Basically, if you’re not in an LTE coverage area — on Verizon’s network, specifically — you’d better find a hotspot, use your phone’s internet connection or be prepared to work offline. Even though the last option is improving with improved support for Packaged Apps that work offline, it’s a shame the Pixel is so dependent on one carrier’s singular network option. Or is it?
Fellow Chromebook Pixel owner John Freml, from the Pocketables enthusiast site, noted a Google+ post from Ian Ray with interesting information. It turns out the mobile broadband radio used in the Pixel isn’t using its full capabilities; likely by design for now. Freml notes that the wireless card is a Novetel Expdite E362, which works with other broadband networks in some cases:
Powered by Qualcomm® MDM9600 chipset, the Expedite E362 offers high performance to the user on LTE 700 MHz with global fallback to CDMA and HSPA+/UMTS … the small Expedite E362 module leverages the LTE, CDMA, and HSPA+/UMTS networks. Switching between networks enables your customers to work, play, and stay connected anytime, anywhere worldwide.

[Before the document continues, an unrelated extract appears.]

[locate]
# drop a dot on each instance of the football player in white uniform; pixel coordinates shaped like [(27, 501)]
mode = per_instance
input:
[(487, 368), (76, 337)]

The Qualcomm baseband chip Freml points out is similar to one used in the iPad with LTE, and that certainly supports fall-back to other 3G networks, so there’s hope.
Of course, without seeing the internals of a Pixel, it’s difficult to confirm. And the right antenna and amplifier support would be needed. But if all of the puzzle pieces are there, it’s possible that a software update could enable fall-back features or even add support for your choice of carrier on a Chromebook Pixel with LTE.